Avec ou sans nez rouge

Au moment où Xavier Bouvier et Benoît Devos se lancent pour la première fois sur scène, le cirque est à un tournant. Des compagnies comme le Cirque Bonjour, le Cirque Plume et Archaos connaissent un succès grandissant avec des spectacles – quasiment – sans animaux et où les numéros ne s’enchaînent pas sous la présentation d’un Monsieur Loyal mais s’intègrent à un ensemble, pour raconter une histoire, développer un univers. Du  » nouveau cirque « . Plus théâtral. Dans cette perspective, le duo tournaisien se forme doublement : comme comédiens, à l’Ecole internationale de théâtre Lassaad, à Bruxelles, puis comme circassiens à la célèbre Ecole nationale de cirque de Montréal.  » On a passé l’audition par vidéo, se souvient Benoît. On avait pris le parti de ne pas payer un billet d’avion pour passer l’audition sur place. On s’est filmés avec un caméscope et on a envoyé notre cassette VHS où on enchaînait des pompages, des abdominaux, des tractions… Il fallait montrer que nous avions les capacités physiques pour faire du main à main.  »

Au Québec, les deux compères se perfectionnent en acrobatie mais aussi en clown, dans la toute nouvelle section de l’école. Alors que l’attirail du clown à l’ancienne n’a plus la cote, ils osent aller à contre-courant : en deuxième année, ils sortent le pif cramoisi, le maquillage et les pompes démesurées.  » La question nous taraudait : est-ce que c’est ringard ou pas ? se rappelle Xavier.

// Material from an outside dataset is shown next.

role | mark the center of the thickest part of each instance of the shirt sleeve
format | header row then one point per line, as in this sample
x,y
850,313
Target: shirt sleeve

Nous, on voulait retourner vers le personnage du clown emblématique parce qu’on aimait beaucoup ça. A la Maison de la culture de Tournai, quand on était ados, on avait vu Slava Polounine, clown russe issu du Théâtre Licedei, Buffo, le clown de l’Américain Howard Buten, les Nouveaux Nez…  »

Slips Inside.
Slips Inside.© leo mauger

Okidok sort son premier spectacle, Ha Ha Ha, créé à Tournai en 2001 et joué à Avignon en 2002, au Théâtre des Doms fraîchement fondé. Sous un chapiteau miniature, le duo enchaîne les courses en pieds à pieds, empilements et écroulements, coups de porte au visage et coups de pied au cul.  » On est partis d’objets, explique Benoît. Des caisses en carton, une petite barrière en bois, une porte qui tournait sur son axe… Des objets qui nous semblaient particulièrement intéressants et dont on a cherché les mécaniques possibles.  » Ha Ha Ha est un succès. A ce jour, le spectacle comptabilise plus de 600 représentations à travers le globe, et il continue sa route.

En slip

Si Howard Buten, le  » roi des clowns  » Grock ou encore Bonaventure Gacon, qui lança son clown grinçant lui aussi avec nez rouge simultanément à la création de Ha Ha Ha, ont conservé le même personnage tout au long de leur carrière, les Tournaisiens d’Okidok ont choisi de ne pas rester figés dans un costume, une attitude. Pour Slips Inside, proposé à Avignon en 2009, ils débarquent en slip kangourou blanc, se permettant juste de grosses lunettes, un bonnet d’aviateur et quelques perruques.  » On change de clown, précise Benoît. On n’a jamais voulu se définir parce que, pour nous, se définir, c’est se limiter.  »

Dans Slips Inside, les deux garçons se présentent en acrobates désireux de montrer au public leurs plus exceptionnelles prouesses.  » Mais comme ce sont des clowns, forcément, ça dérape, lance Xavier. Ils sont prétentieux, ils se cassent la figure, l’acrobatie tourne à la cascade.  » Ici, l’interaction avec les spectateurs est permanente.  » On dit que dans l’écriture clownesque, il y a une ligne d’écriture supplémentaire : la relation avec le public. Avec les clowns, il n’y a pas de quatrième mur.  » Pas de quatrième mur non plus dans leur Kabaret présenté à Spa, mis en scène par Charlie Degotte, où ils sont à la fois clowns-acrobates et présentateurs des autres artistes, accompagnés d’un orchestre live, de Daniel Hélin en guest, d’une chanteuse et d’un gorille garçon de piste. Une version spéciale Covid qui compense un peu les annulations causées par la pandémie. Rien qu’en juin, Okidok devait se produire en Colombie, en Italie, en Espagne, en France et en Suisse. Les clowns wont encore du succès, avec ou sans nez rouge.

(1) Okidok, Kabaret Social Club : le 31 juillet et le 1er août au Parc de Sept Heures à Spa, dans le cadre du Royal Festival, du 31 juillet au 16 août.